Court Opinion

ID: 8814328
Source: CourtListenerOpinion
Date Created: 2022-11-26 15:13:17.650177+00
Date Added: 2024-06-11T17:04:24.700435
License: Public Domain

Mr. Justice Baker delivered the opinion of the court. The judgment for “damages” was irregular, as the action was debt, but such irregularity is not a ground of reversal. R. R. Co. v. Steele, 69 Ill. 253. The statute under which the action is brought is as follows: “If any mortgagee or trustee in a deed in the nature of a mortgage * * * knowing the same to be paid, shall not, within one month after the payment of the debt secured by such mortgage or trust deed and request and tender of his reasonable charges, release the same, he shall, for every such offense, forfeit and pay to the party aggrieved the sum,” etc.
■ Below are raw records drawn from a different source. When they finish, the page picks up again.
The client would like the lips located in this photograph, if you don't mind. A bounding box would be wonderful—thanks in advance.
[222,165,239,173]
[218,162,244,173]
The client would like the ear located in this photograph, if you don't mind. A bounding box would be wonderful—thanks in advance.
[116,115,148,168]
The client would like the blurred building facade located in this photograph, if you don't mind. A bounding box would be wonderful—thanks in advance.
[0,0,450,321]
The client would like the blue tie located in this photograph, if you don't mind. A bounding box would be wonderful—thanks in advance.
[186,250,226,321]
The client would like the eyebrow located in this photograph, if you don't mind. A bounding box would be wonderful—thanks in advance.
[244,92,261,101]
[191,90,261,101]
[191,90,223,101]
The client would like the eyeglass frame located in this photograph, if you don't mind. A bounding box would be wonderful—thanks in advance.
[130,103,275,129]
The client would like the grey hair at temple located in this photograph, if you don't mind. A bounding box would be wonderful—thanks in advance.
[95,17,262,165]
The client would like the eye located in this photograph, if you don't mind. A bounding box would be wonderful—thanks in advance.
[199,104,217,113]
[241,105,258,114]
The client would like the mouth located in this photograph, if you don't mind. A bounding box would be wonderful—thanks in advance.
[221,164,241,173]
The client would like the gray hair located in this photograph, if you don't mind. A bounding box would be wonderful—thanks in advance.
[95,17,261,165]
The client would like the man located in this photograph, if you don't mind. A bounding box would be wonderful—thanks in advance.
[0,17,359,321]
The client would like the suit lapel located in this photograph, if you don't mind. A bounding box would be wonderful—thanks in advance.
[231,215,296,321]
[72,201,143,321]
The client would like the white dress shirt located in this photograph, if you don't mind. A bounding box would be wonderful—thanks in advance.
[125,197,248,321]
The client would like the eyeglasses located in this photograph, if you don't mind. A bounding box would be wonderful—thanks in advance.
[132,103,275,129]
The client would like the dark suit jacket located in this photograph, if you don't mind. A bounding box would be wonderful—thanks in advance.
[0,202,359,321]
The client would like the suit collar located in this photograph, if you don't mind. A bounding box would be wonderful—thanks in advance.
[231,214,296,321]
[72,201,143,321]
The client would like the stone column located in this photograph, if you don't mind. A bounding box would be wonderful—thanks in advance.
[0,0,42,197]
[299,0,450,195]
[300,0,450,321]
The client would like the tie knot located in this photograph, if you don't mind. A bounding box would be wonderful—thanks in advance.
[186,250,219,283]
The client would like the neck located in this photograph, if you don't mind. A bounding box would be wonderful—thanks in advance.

Illinois Be-vised Statutes, chap. 95, sec. 10. It does not appear that the insurance taken out by Putkamer was taken out before the expiration of the former policy, or that the defendant was notified before he took out the insurance for which he paid $32 that new insurance had been or would be taken out by the mortgagors, and the policy taken out by Putkamer was payable to the holder of the notes secured by the trust deed and not to the grantee therein, as the deed provided. Under the circumstances shown by the evidence the defendant was, at the time he procured the new insurance, authorized to procure such new insurance, and the amount paid by him therefor by the terms of the trust deed became so much additional indebtedness secured by said trust deed. Mrs. Buehlman acquired her interest in the property subject to the trust deed, and her position as the grantee of the mortgagors was the same as that of the mortgagors. Baker v. Aalberg, 183 Ill. 258. The evidence fails to show that all of the indebtedness secured by the trust deed had been paid, and the court therefore erred in rendering judgment for the plaintiff. The judgment is reversed but the cause will not be remanded. Judgment reversed.